The collapse of artificial price supports for large scale commercial dairies may increase the number of raw milk producers. Apparently the government is too broke to support pasteurized milk producers and prices are likely to double in January.
Did you know milk, cheese, and other dairy products could double in January if the farm bill isn't passed before the new year?
At first I thought this was a veiled threat from the farm lobby to get their subsidies, but it looks like it goes deeper than that. In fact, farmers don't want the price to go up because they fear they'll be swimming in unsold milk.
"Few will buy milk the USDA will be forced to sell at prices consumers can’t afford, so Congress has no alternative but to stop the change," UW-Madison agriculture economist Bruce Jones told the Wisconsin State Journal. "We’ll be swimming in milk, with nobody to consume it."

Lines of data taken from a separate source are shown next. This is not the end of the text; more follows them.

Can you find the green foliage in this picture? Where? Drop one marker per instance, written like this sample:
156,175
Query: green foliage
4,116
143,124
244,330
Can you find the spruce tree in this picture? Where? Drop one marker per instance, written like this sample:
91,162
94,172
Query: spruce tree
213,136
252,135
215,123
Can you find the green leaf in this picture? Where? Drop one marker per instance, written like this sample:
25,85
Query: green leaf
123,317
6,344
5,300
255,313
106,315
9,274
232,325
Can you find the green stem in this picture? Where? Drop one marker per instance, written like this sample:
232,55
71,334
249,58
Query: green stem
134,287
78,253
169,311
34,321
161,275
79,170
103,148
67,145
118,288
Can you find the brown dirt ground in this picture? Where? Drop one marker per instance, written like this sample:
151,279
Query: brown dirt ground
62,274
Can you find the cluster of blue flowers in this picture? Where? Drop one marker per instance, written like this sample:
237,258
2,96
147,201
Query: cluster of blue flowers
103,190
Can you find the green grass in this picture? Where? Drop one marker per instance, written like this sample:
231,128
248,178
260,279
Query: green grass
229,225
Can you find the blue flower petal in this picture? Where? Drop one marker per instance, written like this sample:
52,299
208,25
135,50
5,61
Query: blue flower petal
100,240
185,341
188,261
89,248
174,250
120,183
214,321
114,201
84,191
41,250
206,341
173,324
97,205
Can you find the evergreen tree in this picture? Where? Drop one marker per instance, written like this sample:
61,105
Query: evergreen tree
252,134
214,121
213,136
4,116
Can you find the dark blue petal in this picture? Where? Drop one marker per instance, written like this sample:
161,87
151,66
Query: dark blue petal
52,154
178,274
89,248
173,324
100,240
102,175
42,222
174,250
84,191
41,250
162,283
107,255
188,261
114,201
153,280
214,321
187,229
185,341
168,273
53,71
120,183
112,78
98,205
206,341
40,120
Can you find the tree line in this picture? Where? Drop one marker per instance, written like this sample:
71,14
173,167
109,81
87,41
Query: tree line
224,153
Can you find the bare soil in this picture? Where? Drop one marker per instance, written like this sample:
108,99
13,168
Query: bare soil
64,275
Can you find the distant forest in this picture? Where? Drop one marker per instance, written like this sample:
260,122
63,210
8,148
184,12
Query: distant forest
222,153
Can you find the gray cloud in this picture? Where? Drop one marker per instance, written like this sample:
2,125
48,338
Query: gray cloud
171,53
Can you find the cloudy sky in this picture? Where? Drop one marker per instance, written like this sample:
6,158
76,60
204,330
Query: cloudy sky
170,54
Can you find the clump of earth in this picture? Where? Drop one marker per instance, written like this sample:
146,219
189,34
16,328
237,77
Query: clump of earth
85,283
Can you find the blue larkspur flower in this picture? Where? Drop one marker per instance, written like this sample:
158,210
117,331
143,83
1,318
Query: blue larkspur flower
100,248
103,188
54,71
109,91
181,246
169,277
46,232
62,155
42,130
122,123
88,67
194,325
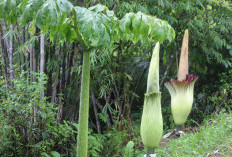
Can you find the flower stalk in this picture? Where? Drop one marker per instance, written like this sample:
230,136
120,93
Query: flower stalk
181,90
152,122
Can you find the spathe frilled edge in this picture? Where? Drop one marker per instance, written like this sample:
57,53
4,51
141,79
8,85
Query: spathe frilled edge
190,79
152,93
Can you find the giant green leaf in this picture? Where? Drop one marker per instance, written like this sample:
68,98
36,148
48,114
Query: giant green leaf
139,26
95,27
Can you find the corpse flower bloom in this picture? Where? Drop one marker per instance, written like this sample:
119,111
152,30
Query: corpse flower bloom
152,122
181,90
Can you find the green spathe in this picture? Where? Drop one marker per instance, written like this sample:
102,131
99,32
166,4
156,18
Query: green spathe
152,123
181,100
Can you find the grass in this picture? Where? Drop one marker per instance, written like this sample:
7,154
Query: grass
212,139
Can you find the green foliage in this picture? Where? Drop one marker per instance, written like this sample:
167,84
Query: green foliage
95,27
128,151
139,26
214,135
20,134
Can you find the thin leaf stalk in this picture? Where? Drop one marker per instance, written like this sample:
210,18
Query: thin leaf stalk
82,139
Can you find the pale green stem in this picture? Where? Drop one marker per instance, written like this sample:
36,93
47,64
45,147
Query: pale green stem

He added that the dairy industry would experience a short-term windfall but the lack of demand would cause milk prices to eventually plummet which would be a catastrophe for dairy farmers.
But what is responsible for the price of milk, and why would it double without a farm bill?
The price of milk is not set by the free market as Jones suggests. It's set by USDA regulators that claim to use market indicators and a "variety of pricing regulations":
Over the past 125 years, a complex system of both public and private pricing institutions has evolved to deal with milk production, assembly, and distribution. The pricing of milk in the United States is part market-determined, and part publicly administered through a wide variety of pricing regulations. (Source: USDA)
This complex system is said to be used to create a balance between supply and demand to take the following into account:
The need for producer prices to be high enough to maintain production, but not so high as to encourage surplus production;
The willingness and ability of consumers to pay for milk and dairy products, and;
The interest of producers, handlers, and the public in the orderly flow of milk and dairy products from the producers to the consumers. (Source: PDF)
Apparently this formula is constantly evolving primarily due to economic circumstances, international trade negotiations, and the restructuring of dairy conglomerates which alter pricing relationships, according to the USDA.
And without a modern farm bill to factor in today's market costs, the pricing reverts back to a antiquated pricing system from 1949. According to the Wisconsin State Journal:
National agriculture policy forces the implementation of a 1949 system for pricing milk if the country does not have an active farm bill. That antiquated policy uses a complex formula — based on costs of producing milk by hand and including inflation and other adjustments — that will force the U.S. Department of Agriculture to buy milk at nearly double the recent market price.
There doesn't seem to be much hope that the farm bill or even a stopgap measure will be passed before next year. "There was nothing on the schedule for (this) week to deal with any of this," said Wisconsin Congressman Ron Kind.
"This is crazy. The thought to going back to mid-20th century policies when we’re in the 21st century now is inexcusable," Kind added. "The dairy cliff is going to be amazing if no action is taken."
It seems the "fiscal cliff" crisis has cleared everything else from Congress' agenda and America will go over the "dairy cliff".
How far away have we gone from the free market when an act of Congress is needed to prevent the doubling of a core food in the United States? This is precisely the problem with the government "determining" the price of anything.
As soon as regulators touch anything in the market, its genuine value is tainted forever; and it usually requires more meddling to try to set it straight, but inevitably always makes it worse.
Meanwhile, consumers and farmers alike will suffer.